In the nearly two decades she’s been selling tea, she’s become an expert in her trade, by dealing with suppliers, taking classes, attending the World Tea Expo and continuing to learn.
“I learn more all the time,” she said. “It’s one of the reasons I stay interested in tea: Like wine, like other things, I could spend my whole life learning about it. I will not ever know everything there is to know about tea.”
In her shop, she sells tea — that’s true Camellia sinensis — as well as herbal infusions. Offerings are carefully curated and include rare finds like purple leaf tea, a new category of tea first discovered growing wild in the Assam region of India. The low-caffeine tea, similar in taste to oolong, is high in anthocyanins, which are found in blueberries, eggplant and other blue, purple or dark-red foods.
About 15 teas are blended in-house, many of which originated as the result of a special request. Sing Your Song — with organic peppermint, lemongrass, cardamom pods, dried ginger pieces and licorice root — was crafted for a singer at the Santa Fe Opera who wanted something to help keep her voice in peak condition.
And while Gardiner notes that she’s not an herbalist, some of the teas in her shop have properties linked to healthful properties. Take the Atomic Gold, a spicy and sweet herbal blend of turmeric, ginger, licorice, lemongrass and orange that yields a rich golden-yellow brew.
Prices range from $10 to $45 with an average price around $15, and a package will make about 35 to 40 cups of tea.
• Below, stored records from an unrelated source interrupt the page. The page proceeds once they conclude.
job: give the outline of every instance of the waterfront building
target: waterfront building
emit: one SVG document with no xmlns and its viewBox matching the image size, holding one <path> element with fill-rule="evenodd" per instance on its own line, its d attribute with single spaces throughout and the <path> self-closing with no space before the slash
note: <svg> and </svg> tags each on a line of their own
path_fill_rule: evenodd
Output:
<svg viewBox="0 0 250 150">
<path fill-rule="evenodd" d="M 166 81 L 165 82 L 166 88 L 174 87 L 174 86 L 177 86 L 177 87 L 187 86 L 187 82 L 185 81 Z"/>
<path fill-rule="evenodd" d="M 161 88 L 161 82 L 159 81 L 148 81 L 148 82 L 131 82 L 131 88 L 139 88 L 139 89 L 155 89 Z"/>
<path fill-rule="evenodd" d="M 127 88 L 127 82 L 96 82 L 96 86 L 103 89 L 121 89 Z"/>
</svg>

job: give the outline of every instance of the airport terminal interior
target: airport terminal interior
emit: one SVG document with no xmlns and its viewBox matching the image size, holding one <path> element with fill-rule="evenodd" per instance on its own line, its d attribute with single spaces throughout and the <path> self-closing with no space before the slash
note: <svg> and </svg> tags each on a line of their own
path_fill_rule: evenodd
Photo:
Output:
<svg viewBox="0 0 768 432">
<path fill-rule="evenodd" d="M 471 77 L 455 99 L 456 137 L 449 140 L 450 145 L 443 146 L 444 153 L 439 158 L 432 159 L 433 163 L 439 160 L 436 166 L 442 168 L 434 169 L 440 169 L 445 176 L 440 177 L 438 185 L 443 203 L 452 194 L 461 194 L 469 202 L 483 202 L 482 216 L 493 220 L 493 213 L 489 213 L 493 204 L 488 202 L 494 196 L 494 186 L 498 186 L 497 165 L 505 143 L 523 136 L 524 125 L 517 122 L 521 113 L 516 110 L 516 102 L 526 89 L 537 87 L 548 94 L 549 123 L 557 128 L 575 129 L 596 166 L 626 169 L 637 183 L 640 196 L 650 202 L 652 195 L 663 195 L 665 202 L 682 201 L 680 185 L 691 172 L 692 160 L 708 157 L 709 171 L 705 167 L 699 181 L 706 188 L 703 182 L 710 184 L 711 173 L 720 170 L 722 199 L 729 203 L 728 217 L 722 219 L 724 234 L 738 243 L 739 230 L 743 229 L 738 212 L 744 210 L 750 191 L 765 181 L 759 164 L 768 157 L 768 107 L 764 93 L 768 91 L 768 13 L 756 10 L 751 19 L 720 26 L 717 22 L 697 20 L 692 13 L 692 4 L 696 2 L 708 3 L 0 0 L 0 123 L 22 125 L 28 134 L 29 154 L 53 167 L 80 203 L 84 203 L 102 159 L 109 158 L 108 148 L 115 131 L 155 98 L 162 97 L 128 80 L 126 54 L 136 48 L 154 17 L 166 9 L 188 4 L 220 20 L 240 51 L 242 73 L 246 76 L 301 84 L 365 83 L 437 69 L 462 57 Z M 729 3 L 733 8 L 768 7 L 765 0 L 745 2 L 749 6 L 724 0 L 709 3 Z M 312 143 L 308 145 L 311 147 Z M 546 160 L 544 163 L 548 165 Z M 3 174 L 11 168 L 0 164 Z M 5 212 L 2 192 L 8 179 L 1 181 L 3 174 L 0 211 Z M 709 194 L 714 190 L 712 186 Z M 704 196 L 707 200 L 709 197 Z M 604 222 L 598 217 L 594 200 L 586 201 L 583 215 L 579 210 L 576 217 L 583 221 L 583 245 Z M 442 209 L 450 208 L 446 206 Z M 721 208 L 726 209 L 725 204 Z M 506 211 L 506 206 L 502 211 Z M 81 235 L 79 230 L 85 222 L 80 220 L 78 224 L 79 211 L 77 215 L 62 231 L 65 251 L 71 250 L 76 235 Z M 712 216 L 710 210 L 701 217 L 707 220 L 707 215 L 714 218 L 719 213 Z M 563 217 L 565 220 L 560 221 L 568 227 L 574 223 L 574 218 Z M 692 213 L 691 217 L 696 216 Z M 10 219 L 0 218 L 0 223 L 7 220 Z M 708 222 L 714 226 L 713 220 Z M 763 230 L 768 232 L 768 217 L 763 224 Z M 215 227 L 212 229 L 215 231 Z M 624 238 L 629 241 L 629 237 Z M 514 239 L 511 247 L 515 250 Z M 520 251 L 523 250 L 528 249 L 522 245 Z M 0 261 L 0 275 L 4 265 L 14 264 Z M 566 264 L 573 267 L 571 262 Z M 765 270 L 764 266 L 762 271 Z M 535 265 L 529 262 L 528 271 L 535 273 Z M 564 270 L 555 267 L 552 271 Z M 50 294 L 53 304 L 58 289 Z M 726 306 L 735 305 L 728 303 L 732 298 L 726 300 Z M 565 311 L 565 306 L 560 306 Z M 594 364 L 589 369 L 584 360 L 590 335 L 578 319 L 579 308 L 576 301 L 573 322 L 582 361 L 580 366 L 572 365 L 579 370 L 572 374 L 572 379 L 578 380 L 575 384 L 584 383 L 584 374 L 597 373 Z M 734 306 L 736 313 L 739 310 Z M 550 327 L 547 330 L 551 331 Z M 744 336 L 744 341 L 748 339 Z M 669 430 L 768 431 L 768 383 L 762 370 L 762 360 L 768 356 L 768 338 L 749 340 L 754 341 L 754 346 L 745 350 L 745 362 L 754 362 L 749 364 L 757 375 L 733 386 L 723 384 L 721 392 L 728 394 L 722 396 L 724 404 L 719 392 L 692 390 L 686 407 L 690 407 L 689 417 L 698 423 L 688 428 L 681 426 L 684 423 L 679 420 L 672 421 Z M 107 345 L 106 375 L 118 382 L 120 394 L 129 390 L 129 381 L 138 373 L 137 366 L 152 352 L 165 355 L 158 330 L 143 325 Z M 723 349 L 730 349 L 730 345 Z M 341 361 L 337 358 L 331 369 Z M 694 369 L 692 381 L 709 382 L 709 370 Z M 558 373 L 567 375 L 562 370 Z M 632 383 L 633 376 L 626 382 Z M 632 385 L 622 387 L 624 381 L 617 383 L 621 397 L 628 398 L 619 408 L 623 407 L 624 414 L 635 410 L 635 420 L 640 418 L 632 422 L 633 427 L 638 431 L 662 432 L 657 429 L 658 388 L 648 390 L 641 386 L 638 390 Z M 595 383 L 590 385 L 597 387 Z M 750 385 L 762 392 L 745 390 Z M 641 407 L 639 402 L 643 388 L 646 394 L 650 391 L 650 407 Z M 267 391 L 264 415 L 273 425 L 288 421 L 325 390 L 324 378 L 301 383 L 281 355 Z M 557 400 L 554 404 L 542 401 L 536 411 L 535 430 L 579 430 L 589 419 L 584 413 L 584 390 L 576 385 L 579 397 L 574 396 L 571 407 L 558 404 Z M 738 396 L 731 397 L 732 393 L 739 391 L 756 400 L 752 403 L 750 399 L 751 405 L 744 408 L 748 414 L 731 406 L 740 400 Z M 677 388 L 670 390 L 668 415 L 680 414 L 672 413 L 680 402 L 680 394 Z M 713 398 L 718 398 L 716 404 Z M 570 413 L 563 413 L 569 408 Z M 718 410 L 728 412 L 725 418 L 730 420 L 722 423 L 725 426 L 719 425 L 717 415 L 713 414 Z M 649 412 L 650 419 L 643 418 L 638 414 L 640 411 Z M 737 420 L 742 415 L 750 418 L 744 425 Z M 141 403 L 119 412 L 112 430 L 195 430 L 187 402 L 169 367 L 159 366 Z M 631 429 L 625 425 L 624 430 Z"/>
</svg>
Hand-filled tea bags for $2.25 each allow you to sample a cup before you commit to a larger package.
Gardiner says about a quarter of her in-store sales come from repeat customers — and the clientele is as varied as her shop’s offerings. Customers range in age, gender and culture, and she’s seen more and more younger visitors expressing a desire to learn about and enjoy tea.
“More and more people want to drink tea — and they want to drink good tea,” she said. “There comes a point where you try loose-leaf tea and you realize it’s so much better, and you’re never going back to grocery store tea.”
Gardiner herself became enamored as a teen with afternoon tea and all its trappings — the silver, the china, the ritual. And before that, she recalls drinking Red Rose Tea with her grandfather at age 7 or 8, dunking tea bags and dousing the drink with milk and sugar. She collected the porcelain figurines that came in each box and lined them on her windowsill.
In that way, Gardiner said, tea is more than just a simple beverage. It’s a conscious act, one tied into making memories and taking time for yourself.
“I think one of the reasons that tea has become even more popular over the years is that people associate tea with slowing down, with a ceremony, even a small ritual, with sitting down with a good friend and having a laugh or a cry,” she said. “They associate tea with healing.”